For a long time, the large credit rating agencies were guided by the principle that no sub-national administration could have a rating that was higher than that of the State it is a part of.
That put the administrations of the governments of the Lower Basque Country, namely the Basque Autonomous Community, the Navarrese Chartered Community, and Biscay, Gipuzkoa, and Araba, in a peculiar spot, because despite having their own revenue agencies, independent of that of Spain’s, and despite being able to have a better rating than Spain, the agencies could not give them that because the ceiling was Spain’s rating. The leaders of the Basque governments’ revenue agencies never understood that, since the objective data allowed them to have better ratings thanks to their better solvency, and therefore better conditions on the credit market. There was also the added factor that getting a better rating would be a recognition that the makers saw them as entities that were “independent” of Spain’s revenue agency.

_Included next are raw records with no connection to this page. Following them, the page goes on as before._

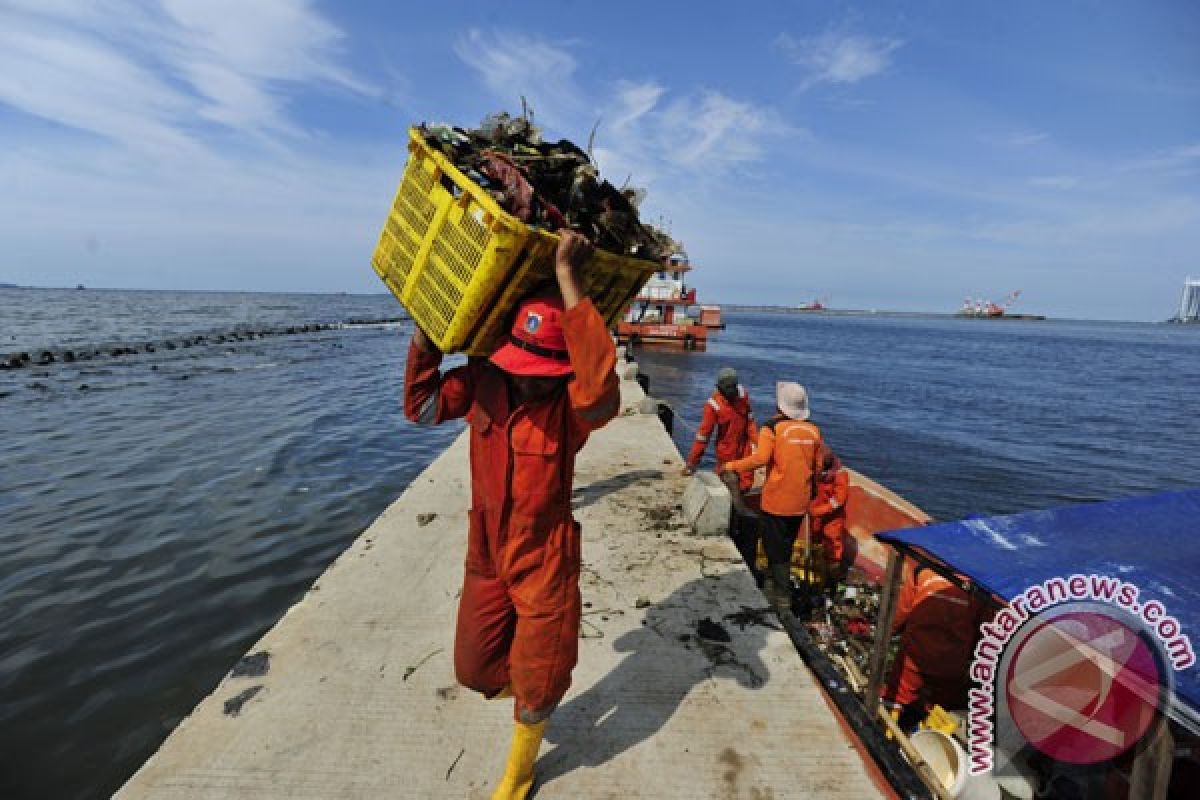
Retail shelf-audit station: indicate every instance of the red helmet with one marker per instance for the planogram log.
(537, 346)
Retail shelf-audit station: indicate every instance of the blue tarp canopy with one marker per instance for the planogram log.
(1151, 542)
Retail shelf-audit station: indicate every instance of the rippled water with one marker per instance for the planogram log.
(160, 510)
(161, 519)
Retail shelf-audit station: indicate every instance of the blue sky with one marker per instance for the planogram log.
(881, 155)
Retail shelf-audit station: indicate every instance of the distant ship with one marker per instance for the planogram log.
(1189, 304)
(659, 312)
(989, 310)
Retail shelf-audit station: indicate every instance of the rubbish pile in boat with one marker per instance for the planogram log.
(845, 625)
(549, 185)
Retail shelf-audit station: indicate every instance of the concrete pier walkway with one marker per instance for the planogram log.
(360, 699)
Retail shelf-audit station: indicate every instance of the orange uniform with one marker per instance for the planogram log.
(736, 432)
(792, 450)
(939, 624)
(519, 615)
(827, 512)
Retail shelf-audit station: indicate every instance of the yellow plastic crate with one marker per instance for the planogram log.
(459, 263)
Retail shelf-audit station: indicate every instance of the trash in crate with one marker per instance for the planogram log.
(549, 185)
(471, 230)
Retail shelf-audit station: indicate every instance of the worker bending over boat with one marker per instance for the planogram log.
(827, 512)
(790, 446)
(729, 413)
(529, 408)
(937, 623)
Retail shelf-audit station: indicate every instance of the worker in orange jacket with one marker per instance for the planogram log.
(529, 408)
(729, 413)
(790, 446)
(827, 512)
(937, 623)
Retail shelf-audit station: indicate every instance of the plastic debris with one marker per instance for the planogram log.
(549, 185)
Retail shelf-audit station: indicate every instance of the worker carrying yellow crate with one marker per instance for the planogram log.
(531, 408)
(473, 229)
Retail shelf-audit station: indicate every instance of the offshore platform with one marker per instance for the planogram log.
(1189, 302)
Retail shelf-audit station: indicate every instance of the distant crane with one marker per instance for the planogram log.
(987, 307)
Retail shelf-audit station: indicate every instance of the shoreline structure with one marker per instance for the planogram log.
(357, 696)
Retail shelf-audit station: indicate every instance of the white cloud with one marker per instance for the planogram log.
(838, 58)
(514, 65)
(1055, 181)
(147, 76)
(1183, 158)
(1025, 139)
(175, 149)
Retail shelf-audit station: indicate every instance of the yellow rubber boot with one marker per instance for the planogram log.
(519, 774)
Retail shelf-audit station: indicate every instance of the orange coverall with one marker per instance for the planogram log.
(519, 615)
(827, 512)
(939, 624)
(736, 432)
(792, 449)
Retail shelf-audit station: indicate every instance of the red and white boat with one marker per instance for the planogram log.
(659, 313)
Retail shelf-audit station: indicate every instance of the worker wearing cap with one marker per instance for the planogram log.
(827, 512)
(529, 408)
(729, 413)
(937, 623)
(790, 446)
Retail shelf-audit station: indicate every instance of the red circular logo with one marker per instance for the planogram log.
(1083, 686)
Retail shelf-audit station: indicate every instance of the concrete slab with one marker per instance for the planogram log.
(360, 699)
(707, 505)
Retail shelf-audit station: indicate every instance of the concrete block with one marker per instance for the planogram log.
(707, 505)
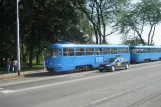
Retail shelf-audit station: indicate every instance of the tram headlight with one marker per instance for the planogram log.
(57, 64)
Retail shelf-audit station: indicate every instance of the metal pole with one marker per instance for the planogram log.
(18, 45)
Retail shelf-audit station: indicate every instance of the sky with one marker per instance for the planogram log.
(116, 39)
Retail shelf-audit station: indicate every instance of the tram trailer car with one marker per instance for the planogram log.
(145, 53)
(79, 57)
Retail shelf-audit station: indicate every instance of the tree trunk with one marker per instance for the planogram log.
(31, 56)
(153, 35)
(37, 59)
(150, 34)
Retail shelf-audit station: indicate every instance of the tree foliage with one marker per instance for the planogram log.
(140, 15)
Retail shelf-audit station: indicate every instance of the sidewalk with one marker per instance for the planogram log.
(22, 74)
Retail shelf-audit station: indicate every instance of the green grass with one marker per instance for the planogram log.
(34, 67)
(24, 68)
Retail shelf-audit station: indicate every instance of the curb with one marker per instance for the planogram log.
(22, 75)
(11, 76)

It is not hard to understand that the leaders of the Spanish revenue agency, and politicians and civil servants, did everything possible to ensure that situation didn’t change.
But a few years ago, the rule finally did, and these agencies allowed the Basque Autonomous Community and the Navarrese Chartered Community to have their own rating, even if it was higher than Spain’s.
Of course this ruffled some feathers in the Spanish revenue agency and elsewhere in the Government of Spain, and quite a bit of joy among the four Basque revenue agencies in Araba, Biscay, Gipuzkoa, and Navarre, because it meant something more than just recognition of better solvency. It meant that there was a recognition of their autonomy and lack of dependence. And, of course, it also meant that from that moment on, they could turn to credit markets with better conditions than they had before.
This situation, with a better rating, has continued since the rule change, undoubtedly as a consequence of the Economic agreements. This remnant of Basque sovereignty has allowed the Basques south of the Pyrenees to legislate, collect, and manage their own taxes.
We remembered this small “victory” when we came across a news item in December 2020, when the Moody’s rating agency recognized the Basque A.C. with an A3 rating, placing it in the upper-middle range of its ratings chart. Before the crisis, both Basque territories had even reached the highest rating possible, and they’re working their way back up, after having dropped to a Baa2 during the worst of the crisis.
The text below explaining this rating of its financial solvency states:
“The credit profile of the Basque Country (A3) reflects the entity’s unique and constitutionally protected tax regime, which currently enables the region to retain sufficient credit strength to have a rating one notch above that of the government of Spain (Baa1). The region’s legal status provides a higher degree of fiscal flexibility compared to other Spanish regions. In addition, the Basque Country benefits from good access to capital markets and the region has always complied with the deficit limit targets set by the central government.”
Yahoo Finance – 14/12/2020 – USA
Basque Country (The) — Moody’s announces completion of a periodic review of ratings of Basque Country (The)
Moody’s Investors Service (“Moody’s”) has completed a periodic review of the ratings of Basque Country (The) and other ratings that are associated with the same analytical unit. The review was conducted through a portfolio review in which Moody’s reassessed the appropriateness of the ratings in the context of the relevant principal methodology(ies), recent developments, and a comparison of the financial and operating profile to similarly rated peers. The review did not involve a rating committee. Since 1 January 2019, Moody’s practice has been to issue a press release following each periodic review to announce its completion.